# Hmma nomination



## Dirk Ehlert (Oct 9, 2017)

I am extremely overwhelmed by this news but also proud as hell 
Just got note that I'm nominated for an HmmAward (Hollywood Music In Media Award) in Contemporary Classical / Instrumental with "The Last Haven" from my album "Elements"

 

Tickets booked for the awards show on Nov 16th.

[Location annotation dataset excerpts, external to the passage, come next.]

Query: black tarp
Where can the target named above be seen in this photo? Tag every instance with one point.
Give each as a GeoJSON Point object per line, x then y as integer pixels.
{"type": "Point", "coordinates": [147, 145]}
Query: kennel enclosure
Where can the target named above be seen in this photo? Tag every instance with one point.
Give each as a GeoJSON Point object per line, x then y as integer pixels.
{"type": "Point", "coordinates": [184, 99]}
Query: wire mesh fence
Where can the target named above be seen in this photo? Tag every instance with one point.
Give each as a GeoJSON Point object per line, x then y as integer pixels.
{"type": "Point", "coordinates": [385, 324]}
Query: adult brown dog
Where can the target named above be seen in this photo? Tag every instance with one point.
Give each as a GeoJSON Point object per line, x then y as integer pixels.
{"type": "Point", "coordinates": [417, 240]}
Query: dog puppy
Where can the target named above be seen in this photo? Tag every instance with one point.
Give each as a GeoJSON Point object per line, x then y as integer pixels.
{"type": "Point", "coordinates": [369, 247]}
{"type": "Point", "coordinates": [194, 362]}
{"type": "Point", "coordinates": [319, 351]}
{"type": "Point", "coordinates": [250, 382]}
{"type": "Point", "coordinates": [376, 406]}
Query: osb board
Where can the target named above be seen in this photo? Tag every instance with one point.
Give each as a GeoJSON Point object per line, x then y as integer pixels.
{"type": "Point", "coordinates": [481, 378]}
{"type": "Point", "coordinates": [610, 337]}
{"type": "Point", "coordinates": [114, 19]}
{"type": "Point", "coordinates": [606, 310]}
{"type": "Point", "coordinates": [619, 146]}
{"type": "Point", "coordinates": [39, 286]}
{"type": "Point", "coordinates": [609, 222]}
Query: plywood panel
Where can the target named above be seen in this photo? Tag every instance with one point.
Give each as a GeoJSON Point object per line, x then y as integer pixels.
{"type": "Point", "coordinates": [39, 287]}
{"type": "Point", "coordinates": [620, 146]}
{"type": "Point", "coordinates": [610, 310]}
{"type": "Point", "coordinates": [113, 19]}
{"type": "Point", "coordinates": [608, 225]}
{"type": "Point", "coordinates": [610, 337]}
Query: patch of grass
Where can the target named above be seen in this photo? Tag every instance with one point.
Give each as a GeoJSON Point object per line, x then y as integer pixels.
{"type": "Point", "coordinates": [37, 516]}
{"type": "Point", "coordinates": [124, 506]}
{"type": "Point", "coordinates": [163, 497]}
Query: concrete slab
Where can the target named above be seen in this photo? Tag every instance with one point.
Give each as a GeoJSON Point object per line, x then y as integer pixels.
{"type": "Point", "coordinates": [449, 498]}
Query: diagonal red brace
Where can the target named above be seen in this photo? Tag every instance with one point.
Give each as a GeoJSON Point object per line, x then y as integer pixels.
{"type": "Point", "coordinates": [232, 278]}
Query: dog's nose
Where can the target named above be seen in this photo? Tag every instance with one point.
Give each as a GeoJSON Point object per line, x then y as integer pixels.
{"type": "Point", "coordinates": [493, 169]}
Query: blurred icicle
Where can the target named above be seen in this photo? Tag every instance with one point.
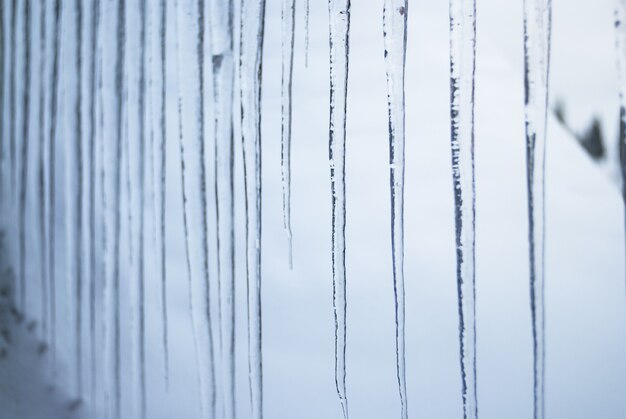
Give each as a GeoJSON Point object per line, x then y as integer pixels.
{"type": "Point", "coordinates": [339, 13]}
{"type": "Point", "coordinates": [462, 70]}
{"type": "Point", "coordinates": [395, 35]}
{"type": "Point", "coordinates": [537, 28]}
{"type": "Point", "coordinates": [250, 62]}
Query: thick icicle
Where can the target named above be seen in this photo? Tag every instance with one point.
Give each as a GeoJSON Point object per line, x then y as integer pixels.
{"type": "Point", "coordinates": [192, 145]}
{"type": "Point", "coordinates": [339, 11]}
{"type": "Point", "coordinates": [620, 32]}
{"type": "Point", "coordinates": [462, 70]}
{"type": "Point", "coordinates": [250, 61]}
{"type": "Point", "coordinates": [395, 34]}
{"type": "Point", "coordinates": [223, 79]}
{"type": "Point", "coordinates": [288, 32]}
{"type": "Point", "coordinates": [537, 27]}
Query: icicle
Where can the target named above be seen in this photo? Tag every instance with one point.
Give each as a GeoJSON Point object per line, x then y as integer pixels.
{"type": "Point", "coordinates": [620, 31]}
{"type": "Point", "coordinates": [41, 177]}
{"type": "Point", "coordinates": [307, 14]}
{"type": "Point", "coordinates": [223, 79]}
{"type": "Point", "coordinates": [143, 16]}
{"type": "Point", "coordinates": [288, 21]}
{"type": "Point", "coordinates": [250, 61]}
{"type": "Point", "coordinates": [54, 102]}
{"type": "Point", "coordinates": [394, 31]}
{"type": "Point", "coordinates": [75, 211]}
{"type": "Point", "coordinates": [191, 113]}
{"type": "Point", "coordinates": [113, 75]}
{"type": "Point", "coordinates": [339, 11]}
{"type": "Point", "coordinates": [92, 51]}
{"type": "Point", "coordinates": [537, 22]}
{"type": "Point", "coordinates": [23, 179]}
{"type": "Point", "coordinates": [462, 69]}
{"type": "Point", "coordinates": [3, 49]}
{"type": "Point", "coordinates": [159, 75]}
{"type": "Point", "coordinates": [12, 104]}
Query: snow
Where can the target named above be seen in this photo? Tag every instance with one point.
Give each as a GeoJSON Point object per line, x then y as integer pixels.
{"type": "Point", "coordinates": [585, 303]}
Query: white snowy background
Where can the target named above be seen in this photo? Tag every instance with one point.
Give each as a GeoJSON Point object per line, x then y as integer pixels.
{"type": "Point", "coordinates": [585, 294]}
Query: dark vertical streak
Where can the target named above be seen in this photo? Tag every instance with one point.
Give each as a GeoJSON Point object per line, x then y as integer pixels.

This still feels totally unreal being a guy sitting in a basement studio in the woods south of Berlin a good 7k miles away from Hollywood. All I can say is that I am extremely grateful to be living in a time where distances don't really matter and the worldwide connectivity allows us to do what we do.

Cheers


----------



## thov72 (Oct 9, 2017)

Viel Glueck!

what´s the choir?


----------



## Dirk Ehlert (Oct 9, 2017)

thov72 said:


> Viel Glueck!
> 
> what´s the choir?


Thx, Choir is PerformanceSamples Oceania


----------



## dannymc (Oct 15, 2017)

wow fantastic news Dirk, the track sounds very inspired by the work of Thomas Bergersen. best of luck with this 

Danny


----------



## Mike Marino (Oct 15, 2017)

Congrats Dirk! Great track and good luck!


----------



## bryla (Oct 15, 2017)

Congratulations, Dirk! Good luck and hope you have a good time!


----------



## Nesciochamp (Oct 23, 2017)

Congrats! Very nice achievement indeed


----------